Part of the job of preventing wandering is to try to identify
the reasons why an individual may want to wander. Some common reasons for wandering
Confusion. The patient doesn’t realize
that he is at home and sets out to “find”
Delusions. The patient may be trying to
fulfill a responsibility from the long-ago
past, such as going to work or searching
for a child
Escape from a real or perceived threat
A patient can be frightened by noise, a
strange visitor, or even the belief that her
caregiver is trying to hurt her
Restlessness brought on by a lack of
exercise and other stimulation.
Searching for a person, a place, or a
personal item that was lost
They also may be trying to fulfill a
physical need—thirst, hunger, a need to use the toilet or exercise
Discovering the triggers for wandering are not always easy, but they can
provide insights to dealing with the behavior.
- Make time for regular exercise to minimize restlessness
- Giving your loved one a safe, uncluttered space to pace in. Eliminate rugs
and obstacles that the patient could trip on, and allow him to pace
- Consider installing new locks that
require a key. Position locks high or low on the door; many people with
dementia will not think to look beyond eye level. Keep in mind fire and
safety concerns for all family members; the lock(s) must be accessible
to others and not take more than a few seconds to open
- Try a barrier like a curtain or colored streamer to mask the door. A “stop” sign or “do not enter” sign also may help
- Place a black mat or paint a black space on your front porch; this may appear to be an impassable hole to
the person with dementia
- Add “child-safe” plastic covers to doorknobs
- Consider installing a home security system or monitoring system designed to keep watch over someone with dementia.

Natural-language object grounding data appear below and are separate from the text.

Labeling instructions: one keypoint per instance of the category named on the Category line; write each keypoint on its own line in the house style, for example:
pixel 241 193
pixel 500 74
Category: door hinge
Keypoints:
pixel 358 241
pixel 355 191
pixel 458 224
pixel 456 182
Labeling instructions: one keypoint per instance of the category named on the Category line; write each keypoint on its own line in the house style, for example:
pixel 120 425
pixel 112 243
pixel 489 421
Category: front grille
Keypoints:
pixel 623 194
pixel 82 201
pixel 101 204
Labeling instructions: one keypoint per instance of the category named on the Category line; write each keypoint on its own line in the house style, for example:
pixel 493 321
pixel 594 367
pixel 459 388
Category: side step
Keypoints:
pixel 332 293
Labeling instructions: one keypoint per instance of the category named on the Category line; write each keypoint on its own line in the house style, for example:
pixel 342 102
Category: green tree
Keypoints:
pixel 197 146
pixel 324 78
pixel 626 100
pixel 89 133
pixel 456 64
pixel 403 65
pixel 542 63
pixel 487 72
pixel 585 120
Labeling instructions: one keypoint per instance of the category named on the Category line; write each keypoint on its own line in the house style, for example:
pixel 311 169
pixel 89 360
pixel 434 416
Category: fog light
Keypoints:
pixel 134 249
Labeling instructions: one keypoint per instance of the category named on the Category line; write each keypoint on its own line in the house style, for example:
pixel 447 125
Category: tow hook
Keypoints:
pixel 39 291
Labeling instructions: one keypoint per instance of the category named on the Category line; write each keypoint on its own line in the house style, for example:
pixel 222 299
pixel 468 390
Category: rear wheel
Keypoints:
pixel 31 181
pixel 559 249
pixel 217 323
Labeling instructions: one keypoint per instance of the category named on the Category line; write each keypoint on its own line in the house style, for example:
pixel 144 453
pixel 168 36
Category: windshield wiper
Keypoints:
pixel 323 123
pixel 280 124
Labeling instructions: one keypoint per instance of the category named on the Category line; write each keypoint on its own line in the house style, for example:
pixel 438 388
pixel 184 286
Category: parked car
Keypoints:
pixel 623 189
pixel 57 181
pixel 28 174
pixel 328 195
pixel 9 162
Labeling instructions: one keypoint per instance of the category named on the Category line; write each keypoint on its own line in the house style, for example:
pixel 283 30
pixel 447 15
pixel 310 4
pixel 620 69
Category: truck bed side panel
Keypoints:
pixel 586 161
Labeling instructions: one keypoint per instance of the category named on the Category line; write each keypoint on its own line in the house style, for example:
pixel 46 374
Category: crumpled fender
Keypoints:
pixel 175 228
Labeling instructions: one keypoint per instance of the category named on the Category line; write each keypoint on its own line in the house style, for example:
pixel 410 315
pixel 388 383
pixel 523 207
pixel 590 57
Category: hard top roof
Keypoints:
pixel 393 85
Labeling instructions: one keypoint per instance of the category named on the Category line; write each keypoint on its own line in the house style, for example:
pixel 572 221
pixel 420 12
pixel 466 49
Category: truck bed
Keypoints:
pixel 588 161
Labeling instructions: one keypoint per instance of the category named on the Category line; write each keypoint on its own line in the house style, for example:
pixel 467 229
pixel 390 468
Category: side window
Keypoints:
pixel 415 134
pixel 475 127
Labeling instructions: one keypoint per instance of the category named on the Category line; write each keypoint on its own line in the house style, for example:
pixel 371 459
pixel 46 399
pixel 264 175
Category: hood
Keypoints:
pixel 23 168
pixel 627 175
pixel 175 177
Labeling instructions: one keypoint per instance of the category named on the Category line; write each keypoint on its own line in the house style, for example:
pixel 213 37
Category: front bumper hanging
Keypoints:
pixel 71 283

Also available are new digital devices that can be worn like a watch or
clipped on a belt that use global positioning systems (GPS) or other
technology to track a person’s whereabouts or locate him if he wanders
- Put away essential items such as the
confused person’s coat, purse or glasses. Some individuals will not go
out without certain articles
- Have your relative wear an ID
bracelet and sew ID labels in their clothes. Always have a current photo
available should you need to report your loved one missing. Consider
leaving a copy on file at the police department or registering the
person with the Alzheimer’s Association Safe Return program
- Tell neighbors about your relative’s wandering behavior and make sure they have your phone number
- You can also paint doors to the outside the same color as the wall so it blends in and your relative does not realize it is a door.
- You can also have a mural painted, or a poster placed on the doors to the outside that look like a bookcase with books, so your loved one does not realize it is a door.
If a Person Is Missing
Even if you’ve taken all the above precautions, there is still a possibility that, at some time, your loved one will manage to slip away unnoticed. She may have gone on foot or by other modes of transportation.

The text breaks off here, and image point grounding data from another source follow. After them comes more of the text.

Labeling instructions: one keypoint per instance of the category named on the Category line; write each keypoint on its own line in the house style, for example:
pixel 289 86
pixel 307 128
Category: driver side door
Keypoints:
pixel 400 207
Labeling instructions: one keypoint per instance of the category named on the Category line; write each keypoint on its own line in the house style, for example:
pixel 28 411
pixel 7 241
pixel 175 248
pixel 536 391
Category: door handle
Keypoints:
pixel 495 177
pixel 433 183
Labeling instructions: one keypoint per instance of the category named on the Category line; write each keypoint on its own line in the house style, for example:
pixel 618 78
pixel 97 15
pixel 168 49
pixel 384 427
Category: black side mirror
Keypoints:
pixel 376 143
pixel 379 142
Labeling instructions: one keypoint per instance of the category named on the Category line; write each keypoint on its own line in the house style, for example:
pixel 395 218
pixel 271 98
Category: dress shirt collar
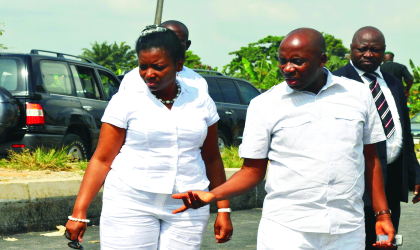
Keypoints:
pixel 361 72
pixel 328 84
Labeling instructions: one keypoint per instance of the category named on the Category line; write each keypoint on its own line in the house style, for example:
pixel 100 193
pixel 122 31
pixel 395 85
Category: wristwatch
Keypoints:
pixel 388 211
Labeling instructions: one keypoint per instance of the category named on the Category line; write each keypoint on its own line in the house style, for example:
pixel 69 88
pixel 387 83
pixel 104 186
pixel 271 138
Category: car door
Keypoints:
pixel 93 100
pixel 58 96
pixel 109 82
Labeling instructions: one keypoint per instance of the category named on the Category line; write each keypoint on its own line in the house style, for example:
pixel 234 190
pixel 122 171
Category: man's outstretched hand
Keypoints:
pixel 384 226
pixel 193 199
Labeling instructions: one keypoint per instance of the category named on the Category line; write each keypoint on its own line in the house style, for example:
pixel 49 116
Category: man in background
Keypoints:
pixel 319 133
pixel 398 159
pixel 397 70
pixel 188 76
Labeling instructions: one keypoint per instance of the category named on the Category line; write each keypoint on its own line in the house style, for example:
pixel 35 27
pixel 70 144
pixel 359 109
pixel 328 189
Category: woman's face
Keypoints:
pixel 158 69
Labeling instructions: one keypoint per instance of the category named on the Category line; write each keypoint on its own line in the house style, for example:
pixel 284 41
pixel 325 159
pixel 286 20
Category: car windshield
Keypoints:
pixel 11 77
pixel 416 118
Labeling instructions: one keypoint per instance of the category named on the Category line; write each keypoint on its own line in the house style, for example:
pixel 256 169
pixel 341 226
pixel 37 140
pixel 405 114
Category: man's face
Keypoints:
pixel 388 57
pixel 181 33
pixel 367 51
pixel 299 63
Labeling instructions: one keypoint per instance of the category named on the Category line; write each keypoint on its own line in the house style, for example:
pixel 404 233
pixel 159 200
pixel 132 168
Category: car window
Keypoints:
pixel 248 91
pixel 85 81
pixel 229 91
pixel 214 90
pixel 9 77
pixel 56 77
pixel 110 84
pixel 416 118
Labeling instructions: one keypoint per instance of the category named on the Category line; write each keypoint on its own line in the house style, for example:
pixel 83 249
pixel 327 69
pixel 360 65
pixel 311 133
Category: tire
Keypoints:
pixel 221 140
pixel 76 147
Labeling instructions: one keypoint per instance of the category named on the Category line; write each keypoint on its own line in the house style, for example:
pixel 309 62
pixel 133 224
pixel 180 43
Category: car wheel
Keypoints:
pixel 76 148
pixel 222 141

If this happens, there are several things you should be prepared to do to find her as quickly as possible. These include:
• Notifying the police. Call 911 or your community’s equivalent. A missing Alzheimer’s patient should always be treated as an emergency.
• Having several copies of a recent, close-up photograph of the person to give to police, neighbors, and anyone else who might be searching for him.

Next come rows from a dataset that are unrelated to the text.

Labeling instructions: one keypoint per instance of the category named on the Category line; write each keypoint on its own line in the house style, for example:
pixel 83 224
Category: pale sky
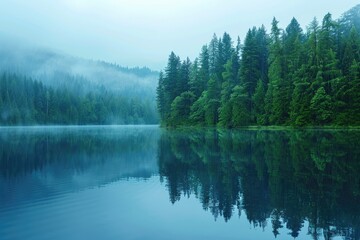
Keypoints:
pixel 144 32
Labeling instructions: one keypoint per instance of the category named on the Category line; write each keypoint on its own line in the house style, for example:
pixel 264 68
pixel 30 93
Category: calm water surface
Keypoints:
pixel 141 182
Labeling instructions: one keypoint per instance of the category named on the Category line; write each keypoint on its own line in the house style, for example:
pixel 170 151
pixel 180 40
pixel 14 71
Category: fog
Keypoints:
pixel 143 33
pixel 54 69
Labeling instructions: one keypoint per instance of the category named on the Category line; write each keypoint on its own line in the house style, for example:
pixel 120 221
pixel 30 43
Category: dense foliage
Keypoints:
pixel 24 101
pixel 274 179
pixel 287 77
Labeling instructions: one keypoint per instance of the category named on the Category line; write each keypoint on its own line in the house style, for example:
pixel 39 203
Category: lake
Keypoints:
pixel 143 182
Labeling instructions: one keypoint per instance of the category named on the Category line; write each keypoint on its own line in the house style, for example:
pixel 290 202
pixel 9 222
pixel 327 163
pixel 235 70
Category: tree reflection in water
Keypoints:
pixel 282 178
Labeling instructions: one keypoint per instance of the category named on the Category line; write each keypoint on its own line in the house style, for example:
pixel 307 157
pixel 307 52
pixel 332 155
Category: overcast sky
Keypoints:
pixel 144 32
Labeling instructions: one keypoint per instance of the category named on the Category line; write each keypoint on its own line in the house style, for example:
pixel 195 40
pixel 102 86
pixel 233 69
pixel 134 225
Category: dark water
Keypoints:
pixel 145 183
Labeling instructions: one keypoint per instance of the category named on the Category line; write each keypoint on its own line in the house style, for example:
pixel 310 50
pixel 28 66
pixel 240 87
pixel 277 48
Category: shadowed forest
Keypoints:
pixel 286 77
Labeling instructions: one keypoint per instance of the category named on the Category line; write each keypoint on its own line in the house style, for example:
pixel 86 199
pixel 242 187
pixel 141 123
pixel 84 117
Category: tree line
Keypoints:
pixel 286 77
pixel 24 101
pixel 279 179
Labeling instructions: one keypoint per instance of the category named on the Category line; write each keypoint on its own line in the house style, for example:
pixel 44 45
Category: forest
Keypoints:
pixel 287 77
pixel 43 87
pixel 24 101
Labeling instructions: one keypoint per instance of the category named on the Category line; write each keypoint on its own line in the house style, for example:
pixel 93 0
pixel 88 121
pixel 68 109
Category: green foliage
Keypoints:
pixel 286 77
pixel 26 102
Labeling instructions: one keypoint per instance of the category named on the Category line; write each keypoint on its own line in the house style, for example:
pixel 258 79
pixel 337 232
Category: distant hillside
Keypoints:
pixel 56 69
pixel 40 86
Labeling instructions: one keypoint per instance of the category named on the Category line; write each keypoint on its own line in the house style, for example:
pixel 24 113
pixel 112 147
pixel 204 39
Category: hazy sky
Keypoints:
pixel 144 32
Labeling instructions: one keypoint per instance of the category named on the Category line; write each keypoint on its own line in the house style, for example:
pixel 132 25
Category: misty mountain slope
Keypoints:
pixel 57 69
pixel 39 86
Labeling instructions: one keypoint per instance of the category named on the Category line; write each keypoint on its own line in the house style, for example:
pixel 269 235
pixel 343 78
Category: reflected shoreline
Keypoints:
pixel 280 179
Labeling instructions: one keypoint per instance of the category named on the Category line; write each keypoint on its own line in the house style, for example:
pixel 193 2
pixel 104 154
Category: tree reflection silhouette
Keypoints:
pixel 281 177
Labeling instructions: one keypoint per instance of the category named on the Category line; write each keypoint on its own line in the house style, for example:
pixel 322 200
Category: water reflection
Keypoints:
pixel 278 178
pixel 42 162
pixel 280 181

• Keeping a list (several copies) with your loved one’s age, sex, height, weight, and other physical features, along with his blood type, health conditions, medications, dental work, dietary needs, and other pertinent information to share with search personnel.
• Providing an unwashed article of clothing that has been worn by the patient and kept in a plastic bag to assist police dogs in the search for your loved one. Using plastic gloves to avoid adding your own scent, replace the clothing item every month to keep the scent strong.
• Having a list of dangerous places in your neighborhood that should be searched first, such as busy crossroads, bridges, creeks, overpasses, drainage ditches, or steep terrain.
• Providing a list of places where the person likes to go, such as a shopping center, place of worship, or park.
Remember that the more people you inform about your loved one’s condition and tendency to wander, the more help you can enlist in preventing him from getting lost.
People with Alzheimer's disease will tend to turn in
the direction of their dominant hand, so if your loved one with Alzheimer's does get
out, turn in that direction to begin your search.